Esteemed New York restaurateur, Danny Meyer, recently announced a no-tipping policy in his full-service restaurants, instead opting to raise prices by as much as 20%-25%. Meyer, 57, owns famous eateries such as Union Square Cafe, Gramercy Tavern, and the popular burger chain Shake Shack, which is not to be affected by the new policy.

When asked why he made this move, Meyer said, “The gap between what the kitchen and dining room workers make has grown by leaps and bounds.” Whereas waiters currently derive most of their earnings from tips, cooks and dishwashers are limited to their salaries, causing great income disparity between the two groups of workers.

The struggle to fill kitchen staff vacancies was even highlighted in a recent New York Times article, discussing how a lack of qualified candidates is affecting food quality, too. Meyer’s new approach is expected to help reduce this pay gap and make his restaurants a more pleasurable workplace for kitchen employees.

Meyer, who serves as CEO of Union Square Hospitality Group, is a trendsetter in his industry. He was one of the first restaurateurs to ban smoking in his restaurants, and smoke-free restaurants are now the norm. Perhaps Meyer’s no-tipping policy will also be adopted by other eateries.

Two sides exist to this argument, however.  For those who often debate and calculate how much to tip, Meyer’s move is a relief. But, on the other hand, should a talented and hard working server earn the same money as his/her less passionate co-worker?

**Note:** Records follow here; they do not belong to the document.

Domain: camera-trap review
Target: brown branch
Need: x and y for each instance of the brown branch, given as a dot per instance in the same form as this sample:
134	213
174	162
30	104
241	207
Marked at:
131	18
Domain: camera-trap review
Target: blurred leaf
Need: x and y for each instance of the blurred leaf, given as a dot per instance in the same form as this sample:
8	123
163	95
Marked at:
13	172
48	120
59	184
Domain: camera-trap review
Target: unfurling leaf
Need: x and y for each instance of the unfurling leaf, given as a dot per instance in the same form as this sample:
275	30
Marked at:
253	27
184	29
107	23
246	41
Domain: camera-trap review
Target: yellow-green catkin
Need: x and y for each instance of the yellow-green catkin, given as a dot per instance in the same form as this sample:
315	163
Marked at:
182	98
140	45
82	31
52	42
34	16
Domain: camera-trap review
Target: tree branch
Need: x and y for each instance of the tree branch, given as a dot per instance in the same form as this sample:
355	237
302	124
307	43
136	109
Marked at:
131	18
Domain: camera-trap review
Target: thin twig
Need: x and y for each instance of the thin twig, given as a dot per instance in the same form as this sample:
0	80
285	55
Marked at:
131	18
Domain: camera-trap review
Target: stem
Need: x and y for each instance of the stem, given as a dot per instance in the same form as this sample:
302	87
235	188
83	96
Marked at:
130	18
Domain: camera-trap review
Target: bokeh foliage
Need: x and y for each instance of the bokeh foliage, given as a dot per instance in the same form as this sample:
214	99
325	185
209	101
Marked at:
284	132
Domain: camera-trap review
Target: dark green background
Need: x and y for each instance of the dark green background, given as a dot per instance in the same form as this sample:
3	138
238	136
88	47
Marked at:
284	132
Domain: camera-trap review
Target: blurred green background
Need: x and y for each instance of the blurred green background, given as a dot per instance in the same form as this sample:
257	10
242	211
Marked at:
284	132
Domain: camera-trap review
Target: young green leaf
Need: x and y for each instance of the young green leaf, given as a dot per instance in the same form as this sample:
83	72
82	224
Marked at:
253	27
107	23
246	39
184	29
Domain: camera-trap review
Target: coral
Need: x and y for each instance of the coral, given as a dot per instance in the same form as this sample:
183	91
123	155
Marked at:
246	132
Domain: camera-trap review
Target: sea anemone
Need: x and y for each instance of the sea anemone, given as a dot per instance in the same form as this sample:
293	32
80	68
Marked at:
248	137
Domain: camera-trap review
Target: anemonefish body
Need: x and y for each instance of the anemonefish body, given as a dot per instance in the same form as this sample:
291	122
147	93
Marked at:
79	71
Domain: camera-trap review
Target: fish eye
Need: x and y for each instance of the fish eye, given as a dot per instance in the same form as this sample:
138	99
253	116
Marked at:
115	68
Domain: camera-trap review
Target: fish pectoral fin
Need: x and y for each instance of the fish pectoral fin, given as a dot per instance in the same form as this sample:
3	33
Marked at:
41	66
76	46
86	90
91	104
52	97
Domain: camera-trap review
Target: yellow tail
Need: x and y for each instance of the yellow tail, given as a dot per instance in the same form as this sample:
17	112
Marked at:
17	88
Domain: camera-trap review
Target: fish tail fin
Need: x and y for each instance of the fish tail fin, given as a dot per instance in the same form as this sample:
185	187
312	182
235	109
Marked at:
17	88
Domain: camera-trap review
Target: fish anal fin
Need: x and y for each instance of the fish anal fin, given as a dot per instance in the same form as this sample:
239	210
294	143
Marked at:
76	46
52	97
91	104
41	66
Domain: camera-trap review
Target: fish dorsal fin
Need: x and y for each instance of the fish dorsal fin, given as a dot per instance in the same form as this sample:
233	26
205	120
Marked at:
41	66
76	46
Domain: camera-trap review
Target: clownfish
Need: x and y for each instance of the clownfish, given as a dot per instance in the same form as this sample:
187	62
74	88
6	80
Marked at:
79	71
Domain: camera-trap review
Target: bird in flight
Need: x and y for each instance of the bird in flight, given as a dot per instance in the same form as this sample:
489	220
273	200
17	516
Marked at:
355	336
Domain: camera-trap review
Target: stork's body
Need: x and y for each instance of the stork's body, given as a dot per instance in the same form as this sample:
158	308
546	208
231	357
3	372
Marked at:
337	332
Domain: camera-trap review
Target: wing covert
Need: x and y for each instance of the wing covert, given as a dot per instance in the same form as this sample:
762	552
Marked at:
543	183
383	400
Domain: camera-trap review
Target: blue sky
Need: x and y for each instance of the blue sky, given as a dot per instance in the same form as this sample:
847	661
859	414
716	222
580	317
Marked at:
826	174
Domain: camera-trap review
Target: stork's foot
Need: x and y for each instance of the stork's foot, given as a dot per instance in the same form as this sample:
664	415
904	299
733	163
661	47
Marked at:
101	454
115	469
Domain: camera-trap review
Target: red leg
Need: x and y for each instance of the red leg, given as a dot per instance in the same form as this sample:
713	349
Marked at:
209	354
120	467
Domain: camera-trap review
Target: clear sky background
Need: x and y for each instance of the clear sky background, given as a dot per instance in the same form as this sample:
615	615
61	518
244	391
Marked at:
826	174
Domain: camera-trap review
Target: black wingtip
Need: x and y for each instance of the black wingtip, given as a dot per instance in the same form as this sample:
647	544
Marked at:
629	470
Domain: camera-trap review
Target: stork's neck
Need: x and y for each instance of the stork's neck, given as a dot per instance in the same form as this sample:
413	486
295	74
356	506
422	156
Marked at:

Most restaurants pay servers less than kitchen staff with the expectation that much more money will be earned from tips, yet, this policy simply makes it easier for diners.

Rather than deciding whether your server deserves 15% or 20% tip or wondering how much to tip on a takeout order, Meyer removes all the hassle. It will be interesting to see how the quality of service changes in his restaurants as a result of this policy. While the debate remains to be settled, Meyer’s decision is a step in the right direction.